The map allows us to see at a glance the areas with the highest crime density. As observed in the previous analysis, the highest concentration is in Midtown Manhattan. Other areas with relatively high crime density include the southern part of Manhattan, Harlem, the southern Bronx, and midtown Brooklyn, among others.

Conclusion

Throughout this study, we analyzed the distribution of subway crime across New York City, focusing on both borough-level and station-level patterns. At the borough level, we observed that Manhattan consistently reports the highest number of crimes, with hotspots in Midtown, southern Manhattan, and Harlem. Other areas with elevated crime include southern Bronx and midtown Brooklyn, though at lower levels.

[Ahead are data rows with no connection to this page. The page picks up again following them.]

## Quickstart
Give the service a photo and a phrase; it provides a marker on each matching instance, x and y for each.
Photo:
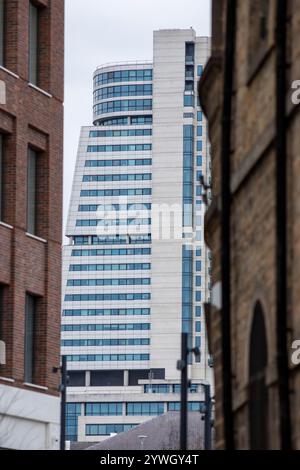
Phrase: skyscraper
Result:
(136, 270)
(31, 161)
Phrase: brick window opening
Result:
(33, 44)
(1, 178)
(2, 32)
(29, 338)
(32, 192)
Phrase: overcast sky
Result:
(99, 31)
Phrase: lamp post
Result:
(182, 365)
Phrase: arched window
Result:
(258, 391)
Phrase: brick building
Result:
(31, 158)
(252, 225)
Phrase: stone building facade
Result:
(252, 225)
(31, 138)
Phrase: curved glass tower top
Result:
(123, 94)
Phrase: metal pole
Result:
(207, 421)
(184, 392)
(63, 390)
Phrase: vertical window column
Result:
(187, 252)
(33, 43)
(2, 32)
(1, 178)
(30, 311)
(31, 191)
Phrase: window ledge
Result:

We also examined crime trends over time at both the borough and station level. Crime levels were relatively stable before COVID, and after the pandemic, they have been increasing, reaching near all-time highs. This analysis also highlights the stations with the highest concentration of incidents.

Finally, the heatmap synthesizes these findings, showing areas where crimes are tightly clustered while reminding us that lighter or blank areas are not crime-free, just less dense. Overall, the analysis demonstrates that subway crime is spatially concentrated, providing insight into which boroughs and stations are most affected.